Democracy Simulator

Mariana
Lindíssima disse tudo
4 min readJul 3, 2018

Imagino que todo mundo com menos de trinta e cinco anos e acesso a gaymes conhece algum jogo de simulação de construção de cidades ou países, ao estilo Sim City. Porém, quantas dessas pessoas já pararam para pensar na importância e ligação de tais games com o exercício de nossa famosa e amada democracia? Até hoje eu achava que teriam sido apenas os sortudos obrigados a escrever sobre isso… Estava enganada!

Pois bem, vou contextualizar pra vocês: nas últimas férias, em busca de entretenimento rápido e vazio, encontrei o jogo Civilization V. Sabendo que meu amor por jogos de simulação e estratégia nesse tom estava apenas atrás do amor por joguinhos bestas de cozinha, tratei de fazer um download e jogá-lo, resultando em um total de quarenta e duas horas de jogo (and counting).

Civilization V (ou 5) é a penúltima versão da “saga” Sid Meier’s Civilization. Lançado em 2010, o jogo é baseado em turnos e se resume à construção e controle estratégicos de uma nação em diversos períodos históricos. Nele, você constrói fazendas, templos, contrata trabalhadores, exércitos, cientistas, artistas e basicamente usa várias das diversas ferramentas ofertadas para sair como a civilização vencedora (em quesitos como cultura, dominação, ciência ou diplomacia). Como é natural desse tipo de game, é altamente viciante e a competição e diferentes formas de ganhar de seus adversários diminui a tendência ao enjoo que jogos como Sim City possuem.

Na maioria das vezes, canceriana como sou, opto por ganhar com cultura ou ciência, enquanto meu namorado (leonino com marte em escorpião, devo adicionar, embora ele odeie astrologia e com sorte não lerá isso aqui) obviamente prefere guerrear com as nações e cidade-estado vizinhas e tomá-las para si, obrigando seus pobres cidadãos a obedecer seu way of life e religião. Ele costuma sempre agir dessa forma com as nações que o irritam durante o jogo e possuem uma forma de agir que ele julga incorreta — e eu também, nas raras vezes que entro em guerra.

Dentro da possível política social a ser adotada “Liberty”, encontramos opções bem republicanas para as nações que desejam seguir um código de ética mais “democrático”.

Dentro desse pensamento in game, forçamos a nossa democracia (por favor, não namoraria pessoas que não teriam nações democratas em Civilization!) em países menos democratas e pacifistas… Bem estadunidense de nossa parte. Entretanto, como já dizia Rancière, “a democracia se ergue no rastro dos exércitos americanos, apesar daqueles idealistas que protestam em nome do direito dos povos de dispor de si mesmos” e, também, “a democracia triunfava, mas era necessário ter em mente tudo que seu triunfo significava: levar a democracia a outro povo não é levar apenas os benefícios do Estado constitucional (…) é levar também a bagunça”.

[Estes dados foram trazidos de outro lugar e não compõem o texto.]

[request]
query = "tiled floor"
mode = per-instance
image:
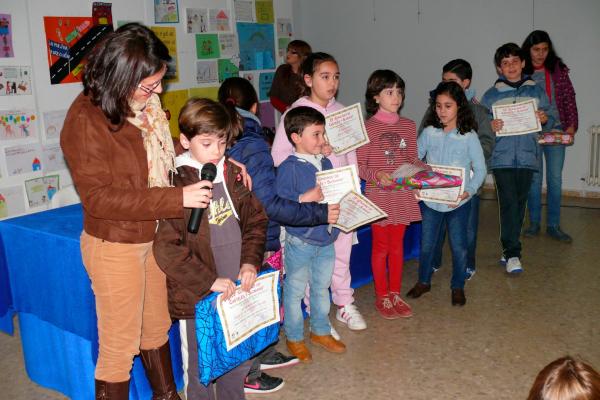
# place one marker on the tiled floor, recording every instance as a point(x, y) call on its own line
point(490, 349)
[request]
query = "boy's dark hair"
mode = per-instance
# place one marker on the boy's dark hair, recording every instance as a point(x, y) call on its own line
point(117, 64)
point(460, 67)
point(379, 80)
point(465, 121)
point(311, 63)
point(237, 92)
point(299, 118)
point(537, 37)
point(507, 50)
point(205, 116)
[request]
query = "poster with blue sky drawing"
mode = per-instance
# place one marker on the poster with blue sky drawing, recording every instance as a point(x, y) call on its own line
point(257, 46)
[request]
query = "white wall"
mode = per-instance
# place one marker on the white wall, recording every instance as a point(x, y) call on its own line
point(29, 42)
point(415, 38)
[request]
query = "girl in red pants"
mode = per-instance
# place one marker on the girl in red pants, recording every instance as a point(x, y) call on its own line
point(393, 142)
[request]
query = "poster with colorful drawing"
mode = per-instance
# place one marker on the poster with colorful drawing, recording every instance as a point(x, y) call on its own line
point(53, 158)
point(12, 201)
point(68, 40)
point(15, 80)
point(207, 72)
point(168, 35)
point(264, 85)
point(17, 124)
point(6, 47)
point(166, 11)
point(207, 46)
point(53, 122)
point(264, 11)
point(257, 46)
point(218, 20)
point(40, 190)
point(227, 69)
point(22, 159)
point(196, 20)
point(172, 102)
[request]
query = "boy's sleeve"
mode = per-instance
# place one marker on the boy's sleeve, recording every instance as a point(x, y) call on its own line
point(179, 262)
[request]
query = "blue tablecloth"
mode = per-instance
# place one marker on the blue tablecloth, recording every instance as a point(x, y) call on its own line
point(43, 280)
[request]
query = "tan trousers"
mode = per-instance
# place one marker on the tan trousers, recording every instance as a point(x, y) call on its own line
point(131, 303)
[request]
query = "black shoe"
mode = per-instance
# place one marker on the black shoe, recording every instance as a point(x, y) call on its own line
point(533, 230)
point(418, 290)
point(458, 297)
point(557, 234)
point(277, 360)
point(263, 384)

O povo conquistado se revolta e, com isso, a infelicidade da minha nação aumenta exponencialmente, pois os moradores dos territórios anexados, mesmo sem sofrer represálias, sentem-se oprimidos por essa mudança drástica de governo. Recusam-se a produzir por algum tempo e talvez distribuam nas praças e universiadades material anti-colonialista, quem vai saber? Só sei que, mesmo “forçadamente livres” de um governo que, visto de fora, parecia tirano, essa liberdade tem um custo. Tanto para eles quanto para os jogadores… Que perdem vários ouros com isso…

Como comentado no primeiro parágrafo e após minha breve enrolation, em meio a minhas pesquisas para este textão que você lê, encontrei uma notícia de 2016 sobre um grupo de jogadores de Civilization V que jogam em conjunto como em uma “real” democracia. Essa forma de jogo, que batizaram de Democraciv, possui partidos políticos, poder legislativo, constituição e poder executivo — esse ultimo sendo as pessoas que realmente jogam o jogo.

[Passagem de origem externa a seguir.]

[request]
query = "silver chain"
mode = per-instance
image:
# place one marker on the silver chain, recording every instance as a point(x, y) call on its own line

Todos esses indivíduos peculiares decidem as jogadas do poder executivo em conjunto. Há votações sobre a criação de um canal para transporte de comida, prefeitos decidem onde certas cidades serão construídas e ministros cuidam das questões diplomáticas. Mesmo dessa forma, conseguiram encontrar formas de entrar em guerra com um país dentro do jogo e, provavelmente, após seu fim, um dos dois países será anexado ou destruído.

Ao ter consciência desse claro teste de paciência e excentricidade a que essas pessoas se submetem, minha mente se abriu para as reais possibilidades de Sid Meier’s Civilization como um todo. Na próxima vez que o tédio me vencer e eu clicar no ícone de Civ5, me sentirei menos procrastinadora e mais consciente do exercício democrático que estarei praticando.

Agora posso jogar com a consciência limpa. Ou quase.